FDA guidance on Quality Agreements for drug manufacturing has been somewhat scattered, with companies left to glean FDA expectations from interpretations of the regulations, portions of a number of different cGMP-related guidance documents, 483s and Warning Letters, and informal statements of FDA policy.
In late May, FDA issued a new draft guidance for industry, “Contract Manufacturing Arrangements for Drugs: Quality Agreements.”
The draft guidance addresses – in one place – methods of defining, establishing and documenting the responsibilities of each party involved in the contract manufacturing of drugs subject to current Good Manufacturing Practice (cGMP), with special emphasis on Quality Agreements. Although FDA’s expectation of Quality Agreements has been evident in recent years, the issuance of this draft guidance is still significant; due to some differences in the underlying regulations, the basis of FDA’s expectation of a Quality Agreement has historically been more clear on the device side, due to “purchasing controls” requirements in 21 C.F.R. § 820.50.
While the draft guidance is new, concern around cGMP compliance is not. In recent years, industry has seen the potential for significant consequences of alleged non-compliance with FDA quality requirements. See our prior discussion on the topic here. Because the agency considers contractors an “extension of the manufacturer’s own facility,” both the owner (i.e., the party that introduces a drug into interstate commerce) and contracted facilities are responsible for ensuring that their products are not adulterated or misbranded. 21 C.F.R. § 210.10. Although the drug cGMP regulations do not explicitly require owners and contracted facilities to document their respective responsibilities in contract manufacturing arrangements, the regulations do require that Quality Unit responsibilities and procedures be in writing. Id. § 211.22(d). Accordingly, the agency encourages all parties involved to work together to ensure that the drug is neither adulterated nor misbranded as a result of its contract manufacturing operations and recommends the use of Quality Agreements to facilitate compliance with cGMP requirements.
In the draft guidance, FDA suggests that a Quality Agreement clarify which of the cGMP activities are to be carried out by each party and track the basic subparts of the cGMP regulations or guidelines (e.g., for APIs, ICH Q7 guidance). At a minimum, a Quality Agreement should contain the following basic sections:
- Terms (including effective date and termination clause)
- Dispute resolution
- Responsibilities, including communication mechanisms and contacts, and
- Change control and revisions (including subcontractors).
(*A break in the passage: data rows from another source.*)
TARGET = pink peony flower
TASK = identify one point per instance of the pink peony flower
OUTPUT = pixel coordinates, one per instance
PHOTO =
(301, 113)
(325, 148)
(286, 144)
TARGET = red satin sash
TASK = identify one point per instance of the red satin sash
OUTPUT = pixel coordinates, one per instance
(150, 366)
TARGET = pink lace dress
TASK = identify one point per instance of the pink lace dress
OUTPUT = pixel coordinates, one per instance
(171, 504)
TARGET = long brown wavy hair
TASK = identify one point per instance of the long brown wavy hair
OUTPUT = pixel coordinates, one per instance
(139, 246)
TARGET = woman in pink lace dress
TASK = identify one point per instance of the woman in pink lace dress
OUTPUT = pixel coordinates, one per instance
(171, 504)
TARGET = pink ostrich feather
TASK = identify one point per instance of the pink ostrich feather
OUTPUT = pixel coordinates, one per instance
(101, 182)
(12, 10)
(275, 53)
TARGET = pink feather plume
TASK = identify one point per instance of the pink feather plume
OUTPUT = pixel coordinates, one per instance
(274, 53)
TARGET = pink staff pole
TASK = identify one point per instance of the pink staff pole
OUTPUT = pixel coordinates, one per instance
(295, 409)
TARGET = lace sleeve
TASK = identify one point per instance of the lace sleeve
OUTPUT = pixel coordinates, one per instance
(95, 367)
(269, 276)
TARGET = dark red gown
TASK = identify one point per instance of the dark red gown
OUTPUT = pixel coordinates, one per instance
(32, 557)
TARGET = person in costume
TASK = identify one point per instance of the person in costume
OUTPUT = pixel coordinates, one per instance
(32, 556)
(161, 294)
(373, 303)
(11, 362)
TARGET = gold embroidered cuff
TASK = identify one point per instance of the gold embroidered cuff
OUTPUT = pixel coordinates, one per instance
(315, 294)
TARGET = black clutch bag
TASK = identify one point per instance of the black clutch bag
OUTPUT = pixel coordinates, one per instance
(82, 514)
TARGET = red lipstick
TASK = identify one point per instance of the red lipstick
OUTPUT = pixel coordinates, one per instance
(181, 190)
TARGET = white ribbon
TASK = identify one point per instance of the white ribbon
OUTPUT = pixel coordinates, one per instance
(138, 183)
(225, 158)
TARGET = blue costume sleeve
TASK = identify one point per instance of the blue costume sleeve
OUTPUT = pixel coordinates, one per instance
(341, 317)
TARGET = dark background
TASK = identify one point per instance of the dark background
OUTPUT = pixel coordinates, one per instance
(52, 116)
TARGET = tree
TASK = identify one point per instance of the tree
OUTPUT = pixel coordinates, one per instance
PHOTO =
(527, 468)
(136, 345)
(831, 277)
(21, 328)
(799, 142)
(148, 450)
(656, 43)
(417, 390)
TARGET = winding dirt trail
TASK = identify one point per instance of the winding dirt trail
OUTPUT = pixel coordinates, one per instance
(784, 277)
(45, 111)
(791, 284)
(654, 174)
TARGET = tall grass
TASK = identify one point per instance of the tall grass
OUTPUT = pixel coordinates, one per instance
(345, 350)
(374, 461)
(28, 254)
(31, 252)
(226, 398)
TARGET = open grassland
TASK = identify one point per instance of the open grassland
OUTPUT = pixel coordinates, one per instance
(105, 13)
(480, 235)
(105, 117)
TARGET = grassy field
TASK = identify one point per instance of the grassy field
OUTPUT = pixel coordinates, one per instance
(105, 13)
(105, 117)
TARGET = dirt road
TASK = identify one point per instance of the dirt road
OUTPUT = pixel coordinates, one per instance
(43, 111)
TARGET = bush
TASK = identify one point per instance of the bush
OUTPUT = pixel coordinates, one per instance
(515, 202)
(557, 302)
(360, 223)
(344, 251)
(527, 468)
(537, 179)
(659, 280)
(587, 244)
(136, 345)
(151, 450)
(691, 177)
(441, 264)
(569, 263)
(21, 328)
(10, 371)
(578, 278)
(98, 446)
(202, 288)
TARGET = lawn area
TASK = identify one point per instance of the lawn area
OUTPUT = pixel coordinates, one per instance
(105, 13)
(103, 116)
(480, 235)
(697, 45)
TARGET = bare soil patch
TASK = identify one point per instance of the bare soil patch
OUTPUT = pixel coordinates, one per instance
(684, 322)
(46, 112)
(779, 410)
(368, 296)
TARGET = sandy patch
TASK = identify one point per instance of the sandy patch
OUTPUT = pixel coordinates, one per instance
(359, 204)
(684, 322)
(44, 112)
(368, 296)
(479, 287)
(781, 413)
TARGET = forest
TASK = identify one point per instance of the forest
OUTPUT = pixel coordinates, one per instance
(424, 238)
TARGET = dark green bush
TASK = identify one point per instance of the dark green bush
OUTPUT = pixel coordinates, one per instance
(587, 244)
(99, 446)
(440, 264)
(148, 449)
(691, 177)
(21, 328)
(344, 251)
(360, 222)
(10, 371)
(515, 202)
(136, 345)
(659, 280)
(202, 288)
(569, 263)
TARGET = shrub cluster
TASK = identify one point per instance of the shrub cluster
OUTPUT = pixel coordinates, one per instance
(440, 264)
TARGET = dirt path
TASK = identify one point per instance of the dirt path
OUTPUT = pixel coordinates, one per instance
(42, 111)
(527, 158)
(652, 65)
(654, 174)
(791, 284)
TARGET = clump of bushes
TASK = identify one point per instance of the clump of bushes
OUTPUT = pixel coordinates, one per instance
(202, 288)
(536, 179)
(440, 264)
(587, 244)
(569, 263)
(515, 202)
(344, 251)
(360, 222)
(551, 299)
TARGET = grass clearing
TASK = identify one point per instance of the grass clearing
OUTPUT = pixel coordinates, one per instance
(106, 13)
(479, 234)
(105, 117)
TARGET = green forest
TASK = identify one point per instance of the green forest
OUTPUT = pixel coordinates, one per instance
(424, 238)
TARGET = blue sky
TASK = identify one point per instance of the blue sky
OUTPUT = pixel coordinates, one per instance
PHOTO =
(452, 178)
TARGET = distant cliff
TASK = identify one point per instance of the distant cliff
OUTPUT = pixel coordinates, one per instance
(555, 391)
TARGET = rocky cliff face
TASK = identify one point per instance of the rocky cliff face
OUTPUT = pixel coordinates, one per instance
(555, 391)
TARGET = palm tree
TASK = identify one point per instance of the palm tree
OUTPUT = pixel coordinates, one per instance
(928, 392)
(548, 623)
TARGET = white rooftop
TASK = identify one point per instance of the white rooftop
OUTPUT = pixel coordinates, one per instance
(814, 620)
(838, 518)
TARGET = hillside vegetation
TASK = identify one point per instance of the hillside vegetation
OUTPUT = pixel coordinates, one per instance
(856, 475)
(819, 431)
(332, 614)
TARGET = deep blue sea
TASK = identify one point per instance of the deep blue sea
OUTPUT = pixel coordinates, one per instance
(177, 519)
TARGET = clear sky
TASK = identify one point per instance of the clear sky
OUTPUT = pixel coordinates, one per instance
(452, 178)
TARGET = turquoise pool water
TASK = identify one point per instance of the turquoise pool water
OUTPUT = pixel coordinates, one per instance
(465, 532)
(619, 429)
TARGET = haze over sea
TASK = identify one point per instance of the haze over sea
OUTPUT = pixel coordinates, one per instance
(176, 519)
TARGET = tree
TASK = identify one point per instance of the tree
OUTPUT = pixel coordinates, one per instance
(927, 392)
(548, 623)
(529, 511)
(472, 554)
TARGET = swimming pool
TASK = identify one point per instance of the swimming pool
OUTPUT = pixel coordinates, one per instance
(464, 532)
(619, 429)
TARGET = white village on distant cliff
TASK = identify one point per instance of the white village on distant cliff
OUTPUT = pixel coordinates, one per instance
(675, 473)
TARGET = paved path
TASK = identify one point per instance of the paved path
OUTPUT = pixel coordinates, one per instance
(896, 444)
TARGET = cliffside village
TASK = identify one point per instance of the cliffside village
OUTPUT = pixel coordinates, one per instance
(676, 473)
Areas of responsibility include Quality Unit, facilities and equipment, materials management, product-specific requirements and responsibilities, laboratory controls and documentation.
FDA has issued various guidelines addressing quality management principles related to contract manufacturing operations and recommended the use of Quality Agreements in the past, but the new draft guidance is significant for its focus on the importance and the details of written Quality Agreements. Although, as the agency notes, written Quality Agreements do not relieve either party of their respective cGMP responsibilities under the regulations (you can’t contract away regulatory responsibility), parties can draw on quality management principles to carry out the complicated process of contract drug manufacturing by utilizing Quality Agreements. In other words, a Quality Agreements is an important tool that can be used to achieve compliance, to the benefit of all involved.
The draft guidance would apply to human drugs, veterinary drugs, certain combination products, biological and biotechnology products, finished products, active pharmaceutical ingredients (APIs or drug substances, or their intermediates) and drug constituents of combination drug/device products.